Надо представить себе, как на каторге человек мечтал о поездке в страну, где жили Фурье и Жорж Санд, в страну, где живет сейчас Герцен. Как он мечтал о Западе в Семипалатинске, в пустых стенах, где ночью горизонт окружен звездами, где днем на верстовых столбах дороги, ведущей в пустыню, сидели беркуты, потому что сесть им было больше не на что.

А тут все полно, населено, окрашено, сверкает, играет фонтанами и фонтанчиками, зеленеет садами, краснеет черепицей. Говорили, что если нет у буржуа садика, в котором он мог бы лежать на травке, то делает этот человек или человечек маленький шерстяной коврик «под газон», лежит на нем и наслаждается.

Пойди, стащи его с зеленого коврика. Это безнадежней петербургского тумана.

Достоевский не любил Петербурга.

Ему становилось ясным, что «Петербург продолжается в Европе», и еще безысходнее. Человек, который мечтал о Западе, который рассказывал об этих мечтах в «Белый ночах», написал «Записки из подполья».

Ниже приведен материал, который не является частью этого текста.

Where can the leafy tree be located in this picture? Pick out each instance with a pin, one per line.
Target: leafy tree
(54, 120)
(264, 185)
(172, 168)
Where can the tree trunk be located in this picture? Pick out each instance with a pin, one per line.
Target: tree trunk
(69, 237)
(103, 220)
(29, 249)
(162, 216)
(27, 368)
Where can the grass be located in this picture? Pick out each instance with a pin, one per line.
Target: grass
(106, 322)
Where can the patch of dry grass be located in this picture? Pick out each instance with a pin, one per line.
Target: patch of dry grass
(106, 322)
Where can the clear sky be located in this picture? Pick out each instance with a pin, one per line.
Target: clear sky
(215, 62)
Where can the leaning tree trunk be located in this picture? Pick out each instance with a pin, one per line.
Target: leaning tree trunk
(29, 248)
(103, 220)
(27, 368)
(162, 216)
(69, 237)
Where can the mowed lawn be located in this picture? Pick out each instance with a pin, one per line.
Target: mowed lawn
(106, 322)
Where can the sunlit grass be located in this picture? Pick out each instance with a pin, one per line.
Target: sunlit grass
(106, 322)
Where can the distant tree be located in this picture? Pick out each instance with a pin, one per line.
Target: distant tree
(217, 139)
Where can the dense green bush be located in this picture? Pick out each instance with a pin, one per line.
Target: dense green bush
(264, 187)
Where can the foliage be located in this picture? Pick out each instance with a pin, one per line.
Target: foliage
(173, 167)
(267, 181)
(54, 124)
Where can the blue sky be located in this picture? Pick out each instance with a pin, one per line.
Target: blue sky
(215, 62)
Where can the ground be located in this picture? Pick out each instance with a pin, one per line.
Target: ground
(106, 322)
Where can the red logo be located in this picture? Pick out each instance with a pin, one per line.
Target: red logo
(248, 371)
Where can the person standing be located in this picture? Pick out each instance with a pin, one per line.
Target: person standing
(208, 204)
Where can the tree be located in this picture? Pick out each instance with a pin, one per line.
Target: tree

Прежде чем войти в это подполье, еще раз дохнем воздухом «Белых ночей» молодого Достоевского.

В бедной квартире думал молодой фурьерист. Чуть ли не все мысли его, все мечты связаны с Западом: «Вы спросите, может быть, о чем он мечтает? К чему это спрашивать! да обо всем... об роли поэта, сначала непризнанного, а потом увенчанного; о дружбе с Гофманом; Варфоломеевская ночь, Диана Вернон, геройская роль при взятии Казани Иваном Васильевичем, Клара Мовбрай, Евфия Денс, собор прелатов и Гусс перед ними, восстание мертвецов в Роберте (помните музыку? Кладбищем пахнет!), Минна и Бренда, сражение при Березине, чтение поэмы у графини В-й Д-й, Дантон, Клеопатра е isuoi amanti, домик в Коломне, свой уголок, а подле милое создание, которое слушает вас в зимний вечер, раскрыв ротик и глазки, как слушаете вы теперь меня, мой маленький ангельчик...»

Для того чтобы верить в счастье, русскому юноше середины XIX века нужна была и русская история, и вся Европа. Но Европа как будто кончилась.

Достоевский отказывается верить в хрустальный дворец на лондонской выставке и в капитальное здание в Берлине и отказывается верить в то, что социалисты могут победить Ваал и с ним пошлость, злобу и все акции мира.

Предсказывая поражение, предсказывая ложно, Достоевский одновременно видел, что тот, кто согласен на такое поражение, сразу же становится вне жизни, становится небывало плохим для самого себя, мучительным и ничтожным.

Элементы прошлых верований ясны в «Записках», и это заставило Салтыкова-Щедрина назвать героя «Записок» «ублюдком».

«Подобно дрянным ублюдкам, на первый взгляд обманывающим неопытного ценителя то красотою хвоста, то породистостью ушей, эти люди тоже обманывают его то взятою на прокат и на веру мыслью, то заимствованным выраженьицем; но, само собою разумеется, как только этот человек повернется к вам всею своею физиономией... то обаяние хвоста исчезнет немедленно, и слово «дрянь» само собой слетит с языка».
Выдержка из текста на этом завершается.